1.1 Probability review

The following probability review starts with the very conceptualization of “randomness” through the random experiment, introduces the set theory needed for probability functions, and introduces the three increasingly general definitions of probability.

1.1.1 Random experiment

Definition 1.1 (Random experiment) A random experiment $\xi$ is an experiment with the following properties:

its outcome is impossible to predict;
if the experiment is repeated under the same conditions, the outcome may be different;
the set of possible outcomes is known in advance.

The following concepts are associated with a random experiment:

The set of possible outcomes of $\xi$ is termed as the sample space and is denoted as $\Omega.$
The individual outcomes of $\xi$ are called sample outcomes, realizations, or elements, and are denoted by $\omega\in\Omega.$
An event $A$ is a subset of $\Omega.$ Once the experiment has been performed, it is said that $A$ “happened” if the individual outcome of $\xi,$ $w,$ belongs to $A.$

Example 1.1 The following are random experiments:

$\xi=$ “Tossing a coin”. The sample space is $\Omega=\{\mathrm{H},\mathrm{T}\}$ (Heads, Tails). Some events are: $\emptyset,$ $\{\mathrm{H}\},$ $\{\mathrm{T}\},$ $\Omega.$
$\xi=$ “Measuring the number of car accidents within an hour in Spain”. The sample space is $\Omega=\mathbb{N}\cup\{0\}.$
$\xi=$ “Measuring the weight (in kgs) of a pedestrian between $20$ and $40$ years old”. The sample space is $\Omega=[m,\infty),$ where $m$ is a certain minimum weight.

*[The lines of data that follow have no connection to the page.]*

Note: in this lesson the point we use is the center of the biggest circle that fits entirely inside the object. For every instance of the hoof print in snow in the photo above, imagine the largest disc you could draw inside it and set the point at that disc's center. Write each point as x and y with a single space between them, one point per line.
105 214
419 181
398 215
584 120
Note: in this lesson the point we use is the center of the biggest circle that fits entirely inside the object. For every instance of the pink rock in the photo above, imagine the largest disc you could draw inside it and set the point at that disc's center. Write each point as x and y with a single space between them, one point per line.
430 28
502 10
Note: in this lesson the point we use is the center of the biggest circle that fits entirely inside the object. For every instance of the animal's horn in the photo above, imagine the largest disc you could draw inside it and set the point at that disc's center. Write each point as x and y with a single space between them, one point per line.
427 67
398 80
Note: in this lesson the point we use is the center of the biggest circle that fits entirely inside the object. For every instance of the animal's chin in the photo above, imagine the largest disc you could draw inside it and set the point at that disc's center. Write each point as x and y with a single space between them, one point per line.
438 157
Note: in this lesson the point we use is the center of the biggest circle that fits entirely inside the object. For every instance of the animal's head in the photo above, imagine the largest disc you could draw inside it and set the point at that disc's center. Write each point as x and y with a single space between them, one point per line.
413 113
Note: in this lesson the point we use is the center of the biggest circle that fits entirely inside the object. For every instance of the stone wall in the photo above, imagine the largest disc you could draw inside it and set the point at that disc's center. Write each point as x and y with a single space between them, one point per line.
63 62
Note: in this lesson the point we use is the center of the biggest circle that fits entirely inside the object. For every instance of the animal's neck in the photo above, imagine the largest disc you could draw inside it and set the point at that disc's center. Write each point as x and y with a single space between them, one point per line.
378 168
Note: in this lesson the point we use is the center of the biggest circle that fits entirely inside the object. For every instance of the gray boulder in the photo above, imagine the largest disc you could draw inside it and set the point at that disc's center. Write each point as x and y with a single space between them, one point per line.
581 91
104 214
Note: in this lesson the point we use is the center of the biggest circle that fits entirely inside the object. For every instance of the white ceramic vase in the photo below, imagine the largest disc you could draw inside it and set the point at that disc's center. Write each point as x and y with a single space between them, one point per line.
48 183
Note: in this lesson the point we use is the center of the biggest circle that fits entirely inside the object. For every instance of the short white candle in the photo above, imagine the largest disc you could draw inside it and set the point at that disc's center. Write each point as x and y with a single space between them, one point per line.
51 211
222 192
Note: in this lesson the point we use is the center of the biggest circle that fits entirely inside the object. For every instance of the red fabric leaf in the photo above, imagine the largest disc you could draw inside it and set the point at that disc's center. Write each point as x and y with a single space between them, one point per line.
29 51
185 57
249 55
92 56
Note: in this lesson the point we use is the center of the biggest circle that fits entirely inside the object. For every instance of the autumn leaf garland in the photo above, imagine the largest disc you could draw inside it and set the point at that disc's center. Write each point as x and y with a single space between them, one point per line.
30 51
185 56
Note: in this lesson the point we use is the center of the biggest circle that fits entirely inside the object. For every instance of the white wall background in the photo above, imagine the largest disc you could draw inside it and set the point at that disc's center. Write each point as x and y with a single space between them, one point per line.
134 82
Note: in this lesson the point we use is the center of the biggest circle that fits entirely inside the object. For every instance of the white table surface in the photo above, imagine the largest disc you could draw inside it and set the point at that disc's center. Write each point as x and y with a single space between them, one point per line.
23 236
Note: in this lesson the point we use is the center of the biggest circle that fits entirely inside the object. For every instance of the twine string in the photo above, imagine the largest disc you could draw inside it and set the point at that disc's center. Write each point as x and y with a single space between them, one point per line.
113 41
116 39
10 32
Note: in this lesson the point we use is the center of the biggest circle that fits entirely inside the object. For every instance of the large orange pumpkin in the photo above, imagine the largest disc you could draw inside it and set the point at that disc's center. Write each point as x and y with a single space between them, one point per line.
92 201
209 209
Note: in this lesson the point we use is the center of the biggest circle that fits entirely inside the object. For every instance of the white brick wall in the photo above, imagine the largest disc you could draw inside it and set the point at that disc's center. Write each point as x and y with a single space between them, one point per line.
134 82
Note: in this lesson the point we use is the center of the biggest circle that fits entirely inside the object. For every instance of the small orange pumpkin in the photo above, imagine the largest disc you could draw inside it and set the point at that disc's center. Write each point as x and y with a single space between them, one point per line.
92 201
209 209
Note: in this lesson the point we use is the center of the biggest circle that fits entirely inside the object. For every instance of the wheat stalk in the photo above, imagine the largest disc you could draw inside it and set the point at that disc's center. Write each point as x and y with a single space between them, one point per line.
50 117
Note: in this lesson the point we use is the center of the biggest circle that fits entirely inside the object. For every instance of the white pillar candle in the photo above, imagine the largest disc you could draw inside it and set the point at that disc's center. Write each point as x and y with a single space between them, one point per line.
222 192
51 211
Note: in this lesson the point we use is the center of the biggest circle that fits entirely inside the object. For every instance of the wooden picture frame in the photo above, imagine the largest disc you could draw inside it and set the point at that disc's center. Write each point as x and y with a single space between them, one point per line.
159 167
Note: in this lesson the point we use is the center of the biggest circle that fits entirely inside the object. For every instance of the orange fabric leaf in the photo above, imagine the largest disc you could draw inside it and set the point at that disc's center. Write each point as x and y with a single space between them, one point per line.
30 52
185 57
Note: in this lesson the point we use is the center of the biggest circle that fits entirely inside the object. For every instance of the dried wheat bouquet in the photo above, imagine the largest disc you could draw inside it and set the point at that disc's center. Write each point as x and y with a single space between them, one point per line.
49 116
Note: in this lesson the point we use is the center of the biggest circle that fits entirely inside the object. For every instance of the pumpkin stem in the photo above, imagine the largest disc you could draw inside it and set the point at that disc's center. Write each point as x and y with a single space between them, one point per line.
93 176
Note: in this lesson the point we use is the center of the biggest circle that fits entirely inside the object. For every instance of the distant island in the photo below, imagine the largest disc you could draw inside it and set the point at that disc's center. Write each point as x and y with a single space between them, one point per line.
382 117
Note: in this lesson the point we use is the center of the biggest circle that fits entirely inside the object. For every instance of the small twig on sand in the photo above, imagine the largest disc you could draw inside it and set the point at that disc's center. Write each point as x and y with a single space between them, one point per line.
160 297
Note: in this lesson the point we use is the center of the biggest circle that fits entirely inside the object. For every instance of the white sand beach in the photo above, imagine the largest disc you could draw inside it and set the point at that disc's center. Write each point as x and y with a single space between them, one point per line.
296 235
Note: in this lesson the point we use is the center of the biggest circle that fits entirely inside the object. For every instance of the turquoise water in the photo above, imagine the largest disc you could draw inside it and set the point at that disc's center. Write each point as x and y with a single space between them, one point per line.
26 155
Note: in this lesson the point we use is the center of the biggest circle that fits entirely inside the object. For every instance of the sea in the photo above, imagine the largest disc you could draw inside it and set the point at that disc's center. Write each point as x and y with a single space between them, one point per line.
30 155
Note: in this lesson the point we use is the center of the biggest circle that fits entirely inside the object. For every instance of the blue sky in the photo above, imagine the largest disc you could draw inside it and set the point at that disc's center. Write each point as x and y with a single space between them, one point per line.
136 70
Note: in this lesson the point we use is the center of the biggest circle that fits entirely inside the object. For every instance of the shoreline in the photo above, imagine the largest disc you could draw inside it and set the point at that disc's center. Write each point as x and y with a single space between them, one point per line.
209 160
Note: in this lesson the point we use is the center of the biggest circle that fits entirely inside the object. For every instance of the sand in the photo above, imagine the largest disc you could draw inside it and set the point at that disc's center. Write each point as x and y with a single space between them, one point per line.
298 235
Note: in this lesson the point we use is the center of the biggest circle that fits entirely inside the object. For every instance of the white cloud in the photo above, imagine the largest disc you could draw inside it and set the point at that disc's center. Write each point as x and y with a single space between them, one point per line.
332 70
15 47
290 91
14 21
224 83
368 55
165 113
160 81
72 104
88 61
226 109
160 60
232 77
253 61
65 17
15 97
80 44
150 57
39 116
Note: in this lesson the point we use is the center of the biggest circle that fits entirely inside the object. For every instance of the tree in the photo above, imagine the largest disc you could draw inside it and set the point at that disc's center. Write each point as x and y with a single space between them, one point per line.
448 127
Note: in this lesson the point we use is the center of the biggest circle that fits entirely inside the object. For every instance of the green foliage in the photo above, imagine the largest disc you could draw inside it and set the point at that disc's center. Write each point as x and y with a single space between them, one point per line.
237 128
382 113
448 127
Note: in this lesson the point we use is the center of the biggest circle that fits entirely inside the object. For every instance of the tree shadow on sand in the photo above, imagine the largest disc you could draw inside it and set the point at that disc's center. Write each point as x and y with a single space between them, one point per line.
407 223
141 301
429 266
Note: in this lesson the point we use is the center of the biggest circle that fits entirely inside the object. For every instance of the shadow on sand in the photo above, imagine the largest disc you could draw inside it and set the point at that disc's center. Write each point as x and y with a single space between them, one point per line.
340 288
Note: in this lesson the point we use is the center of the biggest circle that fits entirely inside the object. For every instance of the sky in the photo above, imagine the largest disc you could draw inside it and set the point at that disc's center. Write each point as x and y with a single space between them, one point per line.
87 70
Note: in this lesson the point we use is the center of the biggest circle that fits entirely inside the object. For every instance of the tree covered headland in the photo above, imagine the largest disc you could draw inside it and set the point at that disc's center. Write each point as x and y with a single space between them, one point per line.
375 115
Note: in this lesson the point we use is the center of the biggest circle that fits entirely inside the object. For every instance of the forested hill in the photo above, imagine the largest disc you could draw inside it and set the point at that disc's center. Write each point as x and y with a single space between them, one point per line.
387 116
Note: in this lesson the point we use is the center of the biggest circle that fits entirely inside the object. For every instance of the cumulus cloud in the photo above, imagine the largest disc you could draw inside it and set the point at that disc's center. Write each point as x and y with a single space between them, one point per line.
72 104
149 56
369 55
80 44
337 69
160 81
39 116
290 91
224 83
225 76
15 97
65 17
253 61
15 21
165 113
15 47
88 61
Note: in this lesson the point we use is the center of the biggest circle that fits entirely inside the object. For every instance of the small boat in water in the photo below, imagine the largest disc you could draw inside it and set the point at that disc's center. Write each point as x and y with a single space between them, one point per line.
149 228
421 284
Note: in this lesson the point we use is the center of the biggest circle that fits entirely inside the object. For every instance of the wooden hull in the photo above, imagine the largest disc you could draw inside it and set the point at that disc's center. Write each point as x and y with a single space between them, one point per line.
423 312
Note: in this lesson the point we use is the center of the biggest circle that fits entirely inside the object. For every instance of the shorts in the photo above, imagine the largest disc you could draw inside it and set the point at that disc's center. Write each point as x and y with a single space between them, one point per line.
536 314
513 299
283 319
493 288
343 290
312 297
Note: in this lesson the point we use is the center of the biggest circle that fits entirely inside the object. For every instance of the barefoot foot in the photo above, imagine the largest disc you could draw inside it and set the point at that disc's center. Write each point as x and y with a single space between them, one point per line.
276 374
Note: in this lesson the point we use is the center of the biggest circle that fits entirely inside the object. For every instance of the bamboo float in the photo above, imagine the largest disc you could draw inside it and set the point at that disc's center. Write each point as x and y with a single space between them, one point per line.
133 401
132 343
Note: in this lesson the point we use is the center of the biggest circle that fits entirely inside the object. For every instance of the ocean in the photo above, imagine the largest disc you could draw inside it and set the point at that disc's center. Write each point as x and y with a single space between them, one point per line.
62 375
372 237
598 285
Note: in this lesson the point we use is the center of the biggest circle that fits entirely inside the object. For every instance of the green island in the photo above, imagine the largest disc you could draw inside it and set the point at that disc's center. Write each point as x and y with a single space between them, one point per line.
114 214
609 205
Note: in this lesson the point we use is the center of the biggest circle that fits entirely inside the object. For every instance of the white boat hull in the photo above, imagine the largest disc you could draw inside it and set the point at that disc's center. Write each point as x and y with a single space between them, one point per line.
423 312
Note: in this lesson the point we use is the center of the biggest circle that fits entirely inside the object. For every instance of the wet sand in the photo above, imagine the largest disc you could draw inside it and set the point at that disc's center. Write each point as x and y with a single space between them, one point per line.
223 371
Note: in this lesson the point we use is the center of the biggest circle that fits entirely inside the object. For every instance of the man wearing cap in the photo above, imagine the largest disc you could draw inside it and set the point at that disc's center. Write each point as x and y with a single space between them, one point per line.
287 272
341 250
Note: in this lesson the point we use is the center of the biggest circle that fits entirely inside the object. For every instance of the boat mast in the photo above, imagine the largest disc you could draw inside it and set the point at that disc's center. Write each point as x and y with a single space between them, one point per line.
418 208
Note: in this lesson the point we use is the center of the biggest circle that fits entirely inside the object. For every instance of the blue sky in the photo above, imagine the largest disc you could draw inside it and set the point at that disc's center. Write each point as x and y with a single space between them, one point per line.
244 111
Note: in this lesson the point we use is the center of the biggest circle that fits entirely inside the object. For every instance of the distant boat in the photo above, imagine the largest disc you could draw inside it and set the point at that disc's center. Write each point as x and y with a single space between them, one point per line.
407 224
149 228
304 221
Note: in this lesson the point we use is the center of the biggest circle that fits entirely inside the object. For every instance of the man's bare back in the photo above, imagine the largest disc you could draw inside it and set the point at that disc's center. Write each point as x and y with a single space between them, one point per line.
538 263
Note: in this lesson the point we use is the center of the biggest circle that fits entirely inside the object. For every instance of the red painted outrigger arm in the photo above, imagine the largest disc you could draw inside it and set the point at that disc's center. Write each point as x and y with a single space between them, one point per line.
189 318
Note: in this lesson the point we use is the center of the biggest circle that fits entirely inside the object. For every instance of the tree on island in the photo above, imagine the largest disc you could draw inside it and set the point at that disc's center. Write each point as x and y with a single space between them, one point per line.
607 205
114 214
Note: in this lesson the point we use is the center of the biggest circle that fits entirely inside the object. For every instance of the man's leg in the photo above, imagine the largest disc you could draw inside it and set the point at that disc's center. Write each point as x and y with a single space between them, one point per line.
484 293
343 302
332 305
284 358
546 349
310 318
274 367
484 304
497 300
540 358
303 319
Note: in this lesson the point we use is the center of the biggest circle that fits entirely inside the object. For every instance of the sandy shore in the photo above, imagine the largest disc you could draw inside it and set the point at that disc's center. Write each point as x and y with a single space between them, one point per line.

1.1.2 Borelians and measurable spaces

A probability function will be defined as a mapping of subsets (events) of the sample space $\Omega$ to elements in $[0,1].$ Therefore, it is necessary to count on a “good” structure for these subsets in order to generate “good” properties for the probability function. A $\sigma$ -algebra gives such a structure.

Definition 1.2 ( $\sigma$ -algebra) A $\sigma$ -algebra $\mathcal{A}$ over a set $\Omega$ is a collection of subsets of $\Omega$ with the following properties:

$\emptyset\in \mathcal{A};$
If $A\in\mathcal{A},$ then $\overline{A}\in \mathcal{A},$ where $\overline{A}$ is the complementary of $A;$
If $\{A_i\}_{i=1}^\infty\subset\mathcal{A},$ then $\cup_{n=1}^{\infty} A_i\in \mathcal{A}.$

A $\sigma$ -algebra $\mathcal{A}$ over $\Omega$ defines a collection of sets that is closed under intersections and unions, i.e., it is impossible to take sets on $\mathcal{A},$ operate on them through unions and intersections thereof, and end up with a set that does not belong to $\mathcal{A}.$

The following are two commonly employed $\sigma$ -algebras.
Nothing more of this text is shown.